たしか、酒が入って少し調子に乗った俺がティアを抱き寄せて――――
(ああ、言いにくそうにしてたのはこのことか!)
このときのティアはかなり積極的だったから、俺もよく覚えている。
責任の全てをティアに押し付けるつもりはないが、結果的に彼女がみせた積極性がその後の惨事を引き起こした一因であることは間違いない。

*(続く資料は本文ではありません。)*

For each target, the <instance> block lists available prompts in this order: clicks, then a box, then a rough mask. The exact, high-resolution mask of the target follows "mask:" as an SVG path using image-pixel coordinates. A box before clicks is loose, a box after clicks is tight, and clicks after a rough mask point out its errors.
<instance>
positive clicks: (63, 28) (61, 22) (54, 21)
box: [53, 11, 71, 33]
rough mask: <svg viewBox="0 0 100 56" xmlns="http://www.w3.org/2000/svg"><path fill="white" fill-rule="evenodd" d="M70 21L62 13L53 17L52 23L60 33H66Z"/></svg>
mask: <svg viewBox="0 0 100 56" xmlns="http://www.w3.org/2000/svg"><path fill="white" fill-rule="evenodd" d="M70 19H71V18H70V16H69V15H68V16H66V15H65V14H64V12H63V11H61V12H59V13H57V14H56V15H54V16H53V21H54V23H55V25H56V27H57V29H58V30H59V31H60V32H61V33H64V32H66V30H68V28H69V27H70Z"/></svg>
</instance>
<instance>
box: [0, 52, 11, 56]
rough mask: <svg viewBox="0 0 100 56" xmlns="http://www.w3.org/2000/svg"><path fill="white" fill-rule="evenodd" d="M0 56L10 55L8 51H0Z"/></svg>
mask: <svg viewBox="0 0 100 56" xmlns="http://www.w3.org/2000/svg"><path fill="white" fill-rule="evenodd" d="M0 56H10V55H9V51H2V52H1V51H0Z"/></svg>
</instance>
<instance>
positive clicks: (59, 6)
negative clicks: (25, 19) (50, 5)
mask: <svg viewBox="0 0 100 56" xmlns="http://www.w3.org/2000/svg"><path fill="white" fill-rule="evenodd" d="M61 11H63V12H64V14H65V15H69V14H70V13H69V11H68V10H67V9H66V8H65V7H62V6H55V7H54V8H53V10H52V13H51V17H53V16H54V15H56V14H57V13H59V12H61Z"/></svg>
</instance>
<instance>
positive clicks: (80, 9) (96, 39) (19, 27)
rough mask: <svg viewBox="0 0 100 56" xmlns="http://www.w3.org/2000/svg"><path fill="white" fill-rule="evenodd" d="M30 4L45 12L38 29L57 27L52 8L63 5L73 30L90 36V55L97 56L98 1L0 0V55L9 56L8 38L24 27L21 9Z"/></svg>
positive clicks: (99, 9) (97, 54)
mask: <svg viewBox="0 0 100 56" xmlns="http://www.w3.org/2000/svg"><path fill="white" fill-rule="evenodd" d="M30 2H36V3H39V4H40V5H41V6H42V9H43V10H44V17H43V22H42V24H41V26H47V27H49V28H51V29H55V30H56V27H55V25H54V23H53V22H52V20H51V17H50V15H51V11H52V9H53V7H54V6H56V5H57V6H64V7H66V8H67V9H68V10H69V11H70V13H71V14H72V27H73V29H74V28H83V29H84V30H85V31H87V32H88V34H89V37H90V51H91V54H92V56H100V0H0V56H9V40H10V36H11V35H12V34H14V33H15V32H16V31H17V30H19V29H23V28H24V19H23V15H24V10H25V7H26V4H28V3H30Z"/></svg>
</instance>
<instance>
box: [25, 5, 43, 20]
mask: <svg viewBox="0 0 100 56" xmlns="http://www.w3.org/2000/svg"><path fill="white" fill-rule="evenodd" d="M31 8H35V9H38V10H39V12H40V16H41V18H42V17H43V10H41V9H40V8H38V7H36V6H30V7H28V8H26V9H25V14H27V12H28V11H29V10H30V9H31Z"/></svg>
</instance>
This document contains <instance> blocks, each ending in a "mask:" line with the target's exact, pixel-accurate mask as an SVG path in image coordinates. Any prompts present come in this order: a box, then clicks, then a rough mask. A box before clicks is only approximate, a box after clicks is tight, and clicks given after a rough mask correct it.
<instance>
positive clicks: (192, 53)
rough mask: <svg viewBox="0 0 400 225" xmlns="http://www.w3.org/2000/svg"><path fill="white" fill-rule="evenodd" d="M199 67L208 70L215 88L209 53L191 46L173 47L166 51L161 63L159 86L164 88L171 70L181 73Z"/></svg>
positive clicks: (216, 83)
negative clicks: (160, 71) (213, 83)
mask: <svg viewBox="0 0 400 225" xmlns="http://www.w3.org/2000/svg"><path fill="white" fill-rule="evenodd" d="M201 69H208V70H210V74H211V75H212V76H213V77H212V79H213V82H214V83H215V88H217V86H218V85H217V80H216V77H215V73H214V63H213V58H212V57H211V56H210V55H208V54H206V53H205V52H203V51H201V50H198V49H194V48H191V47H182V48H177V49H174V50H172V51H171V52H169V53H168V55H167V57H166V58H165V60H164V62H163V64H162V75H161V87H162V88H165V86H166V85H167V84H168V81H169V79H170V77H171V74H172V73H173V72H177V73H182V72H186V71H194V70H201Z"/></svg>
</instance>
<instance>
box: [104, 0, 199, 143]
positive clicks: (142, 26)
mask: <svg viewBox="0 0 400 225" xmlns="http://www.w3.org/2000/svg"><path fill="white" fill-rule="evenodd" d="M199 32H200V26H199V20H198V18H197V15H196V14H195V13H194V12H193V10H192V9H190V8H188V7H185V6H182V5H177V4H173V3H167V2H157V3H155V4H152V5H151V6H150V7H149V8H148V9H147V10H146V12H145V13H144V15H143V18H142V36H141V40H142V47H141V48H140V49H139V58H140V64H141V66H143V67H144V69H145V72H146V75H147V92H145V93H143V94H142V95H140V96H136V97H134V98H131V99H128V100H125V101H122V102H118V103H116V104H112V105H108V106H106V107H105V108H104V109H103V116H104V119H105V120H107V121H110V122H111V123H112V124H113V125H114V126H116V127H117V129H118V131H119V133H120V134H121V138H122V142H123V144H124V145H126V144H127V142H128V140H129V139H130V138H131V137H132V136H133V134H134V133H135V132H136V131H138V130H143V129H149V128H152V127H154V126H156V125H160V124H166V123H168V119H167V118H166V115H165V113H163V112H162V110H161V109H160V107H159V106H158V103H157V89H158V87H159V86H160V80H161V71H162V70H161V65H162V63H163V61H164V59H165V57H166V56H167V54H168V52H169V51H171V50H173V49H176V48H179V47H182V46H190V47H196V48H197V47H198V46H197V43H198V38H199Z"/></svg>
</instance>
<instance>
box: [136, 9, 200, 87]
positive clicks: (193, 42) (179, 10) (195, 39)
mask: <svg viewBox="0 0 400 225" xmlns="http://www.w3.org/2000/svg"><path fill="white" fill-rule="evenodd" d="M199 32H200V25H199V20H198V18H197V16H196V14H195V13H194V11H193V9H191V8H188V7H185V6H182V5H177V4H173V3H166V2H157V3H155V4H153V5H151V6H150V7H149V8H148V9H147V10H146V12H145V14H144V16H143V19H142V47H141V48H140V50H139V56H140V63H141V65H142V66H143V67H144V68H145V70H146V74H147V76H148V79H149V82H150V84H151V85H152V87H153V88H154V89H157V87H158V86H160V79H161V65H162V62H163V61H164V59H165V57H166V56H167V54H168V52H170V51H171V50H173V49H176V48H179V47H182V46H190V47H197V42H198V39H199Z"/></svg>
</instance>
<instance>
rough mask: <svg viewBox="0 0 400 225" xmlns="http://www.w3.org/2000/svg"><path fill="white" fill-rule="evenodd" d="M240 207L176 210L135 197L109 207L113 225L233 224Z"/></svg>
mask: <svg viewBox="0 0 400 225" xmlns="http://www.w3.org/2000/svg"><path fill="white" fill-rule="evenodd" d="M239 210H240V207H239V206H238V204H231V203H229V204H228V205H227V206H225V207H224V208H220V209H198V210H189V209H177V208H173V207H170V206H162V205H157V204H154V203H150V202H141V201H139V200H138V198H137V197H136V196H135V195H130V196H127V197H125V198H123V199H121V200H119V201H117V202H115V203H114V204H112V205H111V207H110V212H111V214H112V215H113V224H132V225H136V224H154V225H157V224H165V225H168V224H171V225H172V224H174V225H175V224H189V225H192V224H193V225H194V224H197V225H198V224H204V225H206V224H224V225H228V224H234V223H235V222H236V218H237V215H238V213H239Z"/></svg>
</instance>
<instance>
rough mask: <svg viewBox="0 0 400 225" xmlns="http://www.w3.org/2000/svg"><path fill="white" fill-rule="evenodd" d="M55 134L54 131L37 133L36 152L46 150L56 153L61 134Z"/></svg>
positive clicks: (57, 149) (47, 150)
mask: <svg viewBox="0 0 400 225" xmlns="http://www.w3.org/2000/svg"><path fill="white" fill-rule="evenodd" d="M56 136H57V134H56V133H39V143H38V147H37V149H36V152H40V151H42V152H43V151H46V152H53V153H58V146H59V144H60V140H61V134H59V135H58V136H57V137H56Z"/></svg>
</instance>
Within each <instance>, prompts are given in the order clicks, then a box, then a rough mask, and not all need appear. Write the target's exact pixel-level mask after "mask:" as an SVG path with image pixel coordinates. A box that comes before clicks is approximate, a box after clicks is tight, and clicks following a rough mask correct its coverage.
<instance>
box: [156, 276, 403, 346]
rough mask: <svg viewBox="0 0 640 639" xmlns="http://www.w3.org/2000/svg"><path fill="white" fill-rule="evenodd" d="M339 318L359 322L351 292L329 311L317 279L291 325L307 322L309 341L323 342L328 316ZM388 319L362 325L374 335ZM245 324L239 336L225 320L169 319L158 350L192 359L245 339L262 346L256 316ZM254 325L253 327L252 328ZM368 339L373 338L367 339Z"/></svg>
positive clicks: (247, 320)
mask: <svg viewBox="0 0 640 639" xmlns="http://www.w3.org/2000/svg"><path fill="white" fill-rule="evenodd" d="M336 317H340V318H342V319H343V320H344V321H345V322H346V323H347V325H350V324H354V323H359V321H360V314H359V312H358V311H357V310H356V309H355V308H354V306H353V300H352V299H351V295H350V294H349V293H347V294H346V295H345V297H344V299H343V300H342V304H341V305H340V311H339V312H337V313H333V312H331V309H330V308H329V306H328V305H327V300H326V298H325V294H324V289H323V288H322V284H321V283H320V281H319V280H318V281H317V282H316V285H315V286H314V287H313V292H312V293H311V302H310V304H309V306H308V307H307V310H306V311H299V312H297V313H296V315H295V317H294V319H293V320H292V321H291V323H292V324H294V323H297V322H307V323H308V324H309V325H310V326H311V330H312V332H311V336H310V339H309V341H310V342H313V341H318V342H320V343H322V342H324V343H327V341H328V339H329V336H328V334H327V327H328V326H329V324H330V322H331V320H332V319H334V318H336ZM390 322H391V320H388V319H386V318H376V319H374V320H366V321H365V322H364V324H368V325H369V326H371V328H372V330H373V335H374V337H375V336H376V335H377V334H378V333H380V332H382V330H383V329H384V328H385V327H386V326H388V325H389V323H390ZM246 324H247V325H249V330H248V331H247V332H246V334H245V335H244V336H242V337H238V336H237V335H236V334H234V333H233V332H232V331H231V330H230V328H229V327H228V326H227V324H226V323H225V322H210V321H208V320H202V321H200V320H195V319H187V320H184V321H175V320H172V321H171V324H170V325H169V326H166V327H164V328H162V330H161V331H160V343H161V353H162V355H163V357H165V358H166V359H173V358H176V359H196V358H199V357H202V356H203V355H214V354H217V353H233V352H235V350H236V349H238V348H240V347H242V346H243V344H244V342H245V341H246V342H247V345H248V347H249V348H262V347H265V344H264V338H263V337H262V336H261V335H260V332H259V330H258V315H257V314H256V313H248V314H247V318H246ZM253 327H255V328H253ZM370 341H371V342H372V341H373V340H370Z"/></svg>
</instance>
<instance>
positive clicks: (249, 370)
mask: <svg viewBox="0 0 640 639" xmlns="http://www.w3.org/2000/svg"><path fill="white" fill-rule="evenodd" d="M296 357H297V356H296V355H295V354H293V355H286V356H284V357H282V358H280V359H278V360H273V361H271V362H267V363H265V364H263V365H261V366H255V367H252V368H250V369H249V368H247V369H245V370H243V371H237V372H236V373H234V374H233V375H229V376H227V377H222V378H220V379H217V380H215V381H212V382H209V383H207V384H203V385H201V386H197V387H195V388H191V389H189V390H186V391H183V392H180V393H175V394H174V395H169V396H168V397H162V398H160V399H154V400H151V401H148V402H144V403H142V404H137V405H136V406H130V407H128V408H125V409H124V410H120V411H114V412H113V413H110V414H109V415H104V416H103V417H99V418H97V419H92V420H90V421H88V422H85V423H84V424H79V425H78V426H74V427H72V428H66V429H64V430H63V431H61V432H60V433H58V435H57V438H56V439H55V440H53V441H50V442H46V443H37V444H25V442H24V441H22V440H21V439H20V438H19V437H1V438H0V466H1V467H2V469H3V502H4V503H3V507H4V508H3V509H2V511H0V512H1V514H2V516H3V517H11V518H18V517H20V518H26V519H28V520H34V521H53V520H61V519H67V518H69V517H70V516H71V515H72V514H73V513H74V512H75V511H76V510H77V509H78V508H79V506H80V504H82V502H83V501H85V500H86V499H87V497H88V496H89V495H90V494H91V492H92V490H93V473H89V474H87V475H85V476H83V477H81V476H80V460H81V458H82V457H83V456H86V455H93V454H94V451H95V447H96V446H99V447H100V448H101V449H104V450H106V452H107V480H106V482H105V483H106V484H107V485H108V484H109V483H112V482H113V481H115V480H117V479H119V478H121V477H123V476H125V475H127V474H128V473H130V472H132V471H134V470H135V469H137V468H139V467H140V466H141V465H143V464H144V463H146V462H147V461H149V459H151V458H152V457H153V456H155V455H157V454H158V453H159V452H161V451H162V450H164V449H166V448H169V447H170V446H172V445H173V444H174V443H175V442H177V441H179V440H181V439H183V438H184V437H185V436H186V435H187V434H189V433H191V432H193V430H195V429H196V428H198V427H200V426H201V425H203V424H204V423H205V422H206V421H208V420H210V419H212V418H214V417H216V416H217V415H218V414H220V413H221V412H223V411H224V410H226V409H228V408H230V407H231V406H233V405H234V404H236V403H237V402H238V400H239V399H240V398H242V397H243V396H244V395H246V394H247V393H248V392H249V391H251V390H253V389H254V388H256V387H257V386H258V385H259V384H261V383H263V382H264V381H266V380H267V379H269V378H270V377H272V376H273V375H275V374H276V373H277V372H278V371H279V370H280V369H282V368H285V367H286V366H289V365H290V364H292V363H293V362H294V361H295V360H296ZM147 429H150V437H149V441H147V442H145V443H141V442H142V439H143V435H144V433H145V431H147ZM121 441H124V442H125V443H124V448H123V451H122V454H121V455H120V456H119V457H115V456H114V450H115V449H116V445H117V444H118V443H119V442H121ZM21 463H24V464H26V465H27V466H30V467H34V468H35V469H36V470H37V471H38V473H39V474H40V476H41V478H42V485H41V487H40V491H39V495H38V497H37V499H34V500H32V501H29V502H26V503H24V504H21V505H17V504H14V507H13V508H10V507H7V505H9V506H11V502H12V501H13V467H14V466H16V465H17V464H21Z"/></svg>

しかし、この流れでこの話を持ち出すということは――――
「まさか、ネルが寝込んでる原因ってのは……」
「…………」
「おう……」
こくりと頷いたティアに、俺は大仰に天井を見上げて額に手を当てた。
そのまま上半身をベッドに倒し、両手を広げる。
目を閉じ、胸に手を当て、黙祷。
ついでにネルが布団を被って震えている様子を思い浮かべる。
「……ぷくくっ!」
堪えきれず、ついつい吹き出してしまった。
「……アレンさん?」
「ははっ、すまんすまん!」
「大変だったんですよ?ネルったら、しばらく私にくっついて離れませんでしたし、食事のときもフォークを怖がってましたし……」
「あー……そこまでか」
フォークで頬をサクッとやられそうになった身からすればいい気味だが、フォークを投げつけただけであそこまでの恐怖を味わうことになったのはたしかに憐れだ。
しかし、下手人のフロルが悪いかというと、もちろんそんなことはない。
実際、フロルはいい仕事をしたのだ。
俺自身が完全に不意を突かれたにもかかわらず、俺への攻撃を完全にシャットアウトし、敵への警告までやってのけた。
屋敷の主人として、その仕事ぶりに感心するばかりだ。
(強いて言えば、ネルが敵ではなかったことが最大の問題か……?)
その辺りの塩梅は俺とネルの関係性を正確に把握していないとできないだろうから、俺が先に言い含めておくべきだったのかもしれない。
「まあ、あれだ。ネルのおいたにはもう少し寛容になるようにフロルに頼んでおくよ」
「すみません……。私も乱暴はやめるように言っておきます」
そう言って頭を下げるティアが、まるで妹の不始末を詫びる姉のように見えた。
俺たちはその後も他愛無い話を続け、話し疲れて眠りについたのだった。